I sympathize with Pat's concerns.
In particular, I very strongly agree with the following point:
> We do not have enough experience with ontology design and deployment
> to know what the objective standards of "quality" are, still less how
> to manage teams to achieve this nonexistent standard. We don't know
> what are the "activities that need to occur during the phases of a life
> cycle of an ontology", so to go on record with a detailed, confidently
> stated account which claims to be normative, is both inappropriate and harmful.
I also believe that the technology is developing so rapidly that the
"best practices" of today are likely to be obsolete in 5 to 10 years.
> "Does the ontology follow best practices; in particular does it implement
> the upper ontology...." Whoa. Is it "best practice" to even HAVE an upper ontology?
> That is not clear. Most Web ontologies, for example, are not subsumed under any
> particular upper ontology. If our communique starts being used to justify managers
> asking ontologists to conform to an upper ontology, we will have done far more harm than good.

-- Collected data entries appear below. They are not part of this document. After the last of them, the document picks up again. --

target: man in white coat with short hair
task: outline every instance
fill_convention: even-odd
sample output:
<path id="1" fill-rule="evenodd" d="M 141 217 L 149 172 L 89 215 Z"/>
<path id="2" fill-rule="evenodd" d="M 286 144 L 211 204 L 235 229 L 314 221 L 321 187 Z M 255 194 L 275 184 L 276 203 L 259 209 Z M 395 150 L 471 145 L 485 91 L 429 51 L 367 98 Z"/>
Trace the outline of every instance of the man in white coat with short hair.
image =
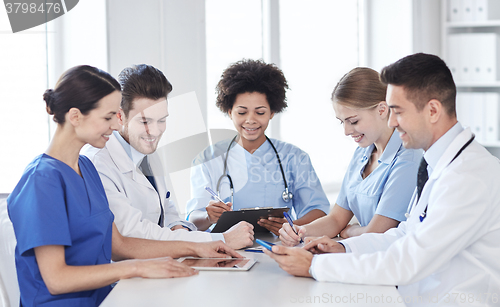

This is a very important point. Even more important is the question
"What do you mean by an upper ontology?"
For an "integrating ontology" that is designed to enforce a standard,
a detailed upper ontology may be essential.

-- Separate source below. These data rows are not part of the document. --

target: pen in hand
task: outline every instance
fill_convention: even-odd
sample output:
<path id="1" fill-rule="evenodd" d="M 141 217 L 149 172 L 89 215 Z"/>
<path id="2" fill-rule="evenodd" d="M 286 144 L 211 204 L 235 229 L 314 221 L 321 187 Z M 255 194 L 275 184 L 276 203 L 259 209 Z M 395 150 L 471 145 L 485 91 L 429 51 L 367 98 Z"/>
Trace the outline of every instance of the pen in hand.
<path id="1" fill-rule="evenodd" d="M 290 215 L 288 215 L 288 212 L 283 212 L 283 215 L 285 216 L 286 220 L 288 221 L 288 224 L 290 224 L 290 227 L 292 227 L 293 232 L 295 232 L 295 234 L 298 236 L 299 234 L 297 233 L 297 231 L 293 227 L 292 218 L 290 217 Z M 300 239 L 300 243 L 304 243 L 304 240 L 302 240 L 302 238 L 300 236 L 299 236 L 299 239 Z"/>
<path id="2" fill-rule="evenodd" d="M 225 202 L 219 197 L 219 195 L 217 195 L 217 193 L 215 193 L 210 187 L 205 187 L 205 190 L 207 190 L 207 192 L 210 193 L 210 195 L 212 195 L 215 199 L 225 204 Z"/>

But for an ontology that is intended to support interoperability with
legacy systems, an upper ontology that it too detailed may actually
*block* interoperability.
> we read the almost plaintive remark "Generally, appreciation of the full
> life cycle of an ontology is not well established within the ontology community."

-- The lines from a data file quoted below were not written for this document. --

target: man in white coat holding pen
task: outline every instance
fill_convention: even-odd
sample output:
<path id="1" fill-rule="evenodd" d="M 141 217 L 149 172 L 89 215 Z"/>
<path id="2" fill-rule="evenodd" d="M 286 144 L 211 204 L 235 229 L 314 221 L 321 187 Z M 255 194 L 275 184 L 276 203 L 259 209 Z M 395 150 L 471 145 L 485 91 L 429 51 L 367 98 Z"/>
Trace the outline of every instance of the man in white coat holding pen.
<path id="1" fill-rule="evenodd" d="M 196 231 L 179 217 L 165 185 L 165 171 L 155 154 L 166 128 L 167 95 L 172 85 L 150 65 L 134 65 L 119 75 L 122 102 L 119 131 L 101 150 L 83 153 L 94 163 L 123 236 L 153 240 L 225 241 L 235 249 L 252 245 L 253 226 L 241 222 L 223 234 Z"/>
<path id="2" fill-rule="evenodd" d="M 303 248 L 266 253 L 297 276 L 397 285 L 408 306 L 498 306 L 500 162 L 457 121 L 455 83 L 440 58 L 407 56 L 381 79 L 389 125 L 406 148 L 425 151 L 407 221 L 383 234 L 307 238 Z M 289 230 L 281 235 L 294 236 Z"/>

> Damn right. In other words, none of this is based in actual reality. It is
> written as though it comprised observations about the right way to work,
> but in fact, it is not based on observations about how the work is ACTUALLY done.
I'll admit that there are some cases where certain techniques were
actually implemented and found to be useful. But it's not clear how
far those techniques can be generalized.
> You might start with CYC, the granddaddy of all large-scale ontologies.
> You will find that the process bears almost no relationship to the fantasy
> you describe here.
That is similar to a suggestion I have made repeatedly, but it has
usually been ignored. I would much, much rather see detailed case
studies of systems that have actually worked -- including some that
have been tried and *failed* -- than read some vague generalities
mixed with a lot of wishful thinking.